1 Upgrade steps

Searching for S1883 UART data revealed that its maximum baud clock rate and the resulting maximum baud rate are far too low to support 115200~baud. However, we were able to find a pin-compatible replacement from Harris, the ``HD-6402''. It comes in two variants, HD-6402B for max.~8~MHz baud clock (500~kbaud) and HD-6402R for max.~2~MHz baud clock (125~kbaud). Both will do for this upgrade, but we naturally recommend HD-6402B as it leaves room for further speedup as high-speed serial cards for PCs may become available.

The baud clock frequency used by HD-6402 is 16 times the desired baud rate, as with S1883. This means that the existing baud clock generator can be used to generate existing baud rates, if desired.

Since the ``COM 5046'' baud rate generator chip will not run with much higher crystal frequencies than the current 5.0688~MHz, the easiest way to have a new ``permanent'' 1.8432~MHz oscillator would be to fit a crystal oscillator module with a TTL output into a wire-wrap socket.

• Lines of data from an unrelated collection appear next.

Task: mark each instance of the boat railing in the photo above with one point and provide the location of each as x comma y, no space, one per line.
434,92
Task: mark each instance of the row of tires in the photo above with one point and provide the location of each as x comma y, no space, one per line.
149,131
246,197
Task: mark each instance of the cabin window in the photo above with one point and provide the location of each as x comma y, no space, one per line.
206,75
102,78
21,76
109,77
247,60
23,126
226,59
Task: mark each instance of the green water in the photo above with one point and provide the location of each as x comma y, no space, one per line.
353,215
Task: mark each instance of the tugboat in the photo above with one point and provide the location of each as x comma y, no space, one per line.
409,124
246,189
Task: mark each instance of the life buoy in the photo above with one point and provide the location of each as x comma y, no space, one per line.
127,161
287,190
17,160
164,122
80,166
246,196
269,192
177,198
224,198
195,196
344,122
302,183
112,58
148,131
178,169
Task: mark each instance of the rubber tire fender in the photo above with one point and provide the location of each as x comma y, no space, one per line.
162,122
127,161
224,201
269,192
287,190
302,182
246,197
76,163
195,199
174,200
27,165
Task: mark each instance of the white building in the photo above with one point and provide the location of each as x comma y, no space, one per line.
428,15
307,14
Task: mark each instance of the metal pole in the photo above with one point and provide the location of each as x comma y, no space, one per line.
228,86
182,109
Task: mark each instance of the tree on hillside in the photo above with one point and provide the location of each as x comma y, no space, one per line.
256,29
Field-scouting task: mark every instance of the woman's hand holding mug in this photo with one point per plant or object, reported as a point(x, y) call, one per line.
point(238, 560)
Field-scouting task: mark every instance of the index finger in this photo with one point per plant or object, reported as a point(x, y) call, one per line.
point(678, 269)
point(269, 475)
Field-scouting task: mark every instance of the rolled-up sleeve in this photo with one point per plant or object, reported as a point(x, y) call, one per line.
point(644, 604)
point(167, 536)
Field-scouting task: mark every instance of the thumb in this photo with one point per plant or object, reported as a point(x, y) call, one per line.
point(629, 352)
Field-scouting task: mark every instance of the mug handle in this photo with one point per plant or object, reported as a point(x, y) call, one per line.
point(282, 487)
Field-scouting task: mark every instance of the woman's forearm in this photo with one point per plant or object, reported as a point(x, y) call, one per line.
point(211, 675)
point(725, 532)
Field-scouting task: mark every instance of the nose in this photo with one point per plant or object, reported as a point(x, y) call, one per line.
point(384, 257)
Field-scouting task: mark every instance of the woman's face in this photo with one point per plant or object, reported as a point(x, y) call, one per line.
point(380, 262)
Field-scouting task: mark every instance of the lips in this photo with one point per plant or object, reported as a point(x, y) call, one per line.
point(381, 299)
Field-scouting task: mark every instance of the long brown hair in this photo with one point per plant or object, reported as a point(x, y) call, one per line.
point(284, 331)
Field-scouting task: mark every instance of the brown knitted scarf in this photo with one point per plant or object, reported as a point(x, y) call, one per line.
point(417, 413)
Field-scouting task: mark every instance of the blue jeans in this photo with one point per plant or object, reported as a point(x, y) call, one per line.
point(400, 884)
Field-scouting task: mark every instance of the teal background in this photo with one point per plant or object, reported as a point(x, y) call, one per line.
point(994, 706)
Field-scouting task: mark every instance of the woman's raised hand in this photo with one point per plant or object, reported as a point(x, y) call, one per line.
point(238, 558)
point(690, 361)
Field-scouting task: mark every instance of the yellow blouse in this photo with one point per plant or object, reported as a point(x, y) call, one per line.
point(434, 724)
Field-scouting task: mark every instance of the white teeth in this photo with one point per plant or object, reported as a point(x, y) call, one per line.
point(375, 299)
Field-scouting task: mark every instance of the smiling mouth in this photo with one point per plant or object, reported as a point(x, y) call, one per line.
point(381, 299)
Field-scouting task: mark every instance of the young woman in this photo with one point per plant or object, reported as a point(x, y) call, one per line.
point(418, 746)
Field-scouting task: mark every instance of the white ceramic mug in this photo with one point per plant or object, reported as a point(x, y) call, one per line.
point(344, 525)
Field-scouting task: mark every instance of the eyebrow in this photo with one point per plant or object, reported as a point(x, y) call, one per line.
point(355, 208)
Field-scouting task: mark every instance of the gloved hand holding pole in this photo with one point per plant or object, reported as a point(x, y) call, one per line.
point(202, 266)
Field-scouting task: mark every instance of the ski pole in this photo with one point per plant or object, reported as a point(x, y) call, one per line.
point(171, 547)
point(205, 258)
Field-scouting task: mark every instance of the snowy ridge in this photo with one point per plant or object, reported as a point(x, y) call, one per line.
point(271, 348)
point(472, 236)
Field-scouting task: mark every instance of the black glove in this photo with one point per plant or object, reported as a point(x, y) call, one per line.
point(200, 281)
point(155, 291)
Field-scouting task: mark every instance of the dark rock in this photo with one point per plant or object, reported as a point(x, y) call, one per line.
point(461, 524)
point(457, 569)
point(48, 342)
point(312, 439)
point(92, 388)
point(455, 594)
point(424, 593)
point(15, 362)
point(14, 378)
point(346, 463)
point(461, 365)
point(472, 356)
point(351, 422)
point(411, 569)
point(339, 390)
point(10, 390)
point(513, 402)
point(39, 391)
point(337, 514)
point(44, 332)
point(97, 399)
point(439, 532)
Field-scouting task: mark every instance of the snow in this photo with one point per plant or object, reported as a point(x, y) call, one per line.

For placement of the new oscillator, please refer to board layout diagram in 6004-014. Remove adequate number of wire-wrap pins of J1/J2 of section C to make room for two 14-pin wire-wrap sockets. Insert a 3.6864~MHz crystal oscillator module in the first socket and a 74LS74 in the other one.

The purpose of the jumper block is to enable to you easily switch back to the original 110--9600 baud baud rate generator.

The 1000~pF capacitor at D26 (schematics 6004-006) determines the delay which must elapse before the data buffer replies to any command. The value 1000~pF would result in nominal delay of 0.1~ms which is all right for 115200 baud use.

However, we suspect that most data buffers in the field have been equipped with 1~μF capacitors instead. The resulting 0.1~second delay was necessary to accommodate HP1000 half-duplex serial interfaces with a minimum ``turn-around'' time.

You must make sure that the capacitor at D26 is 1~nF.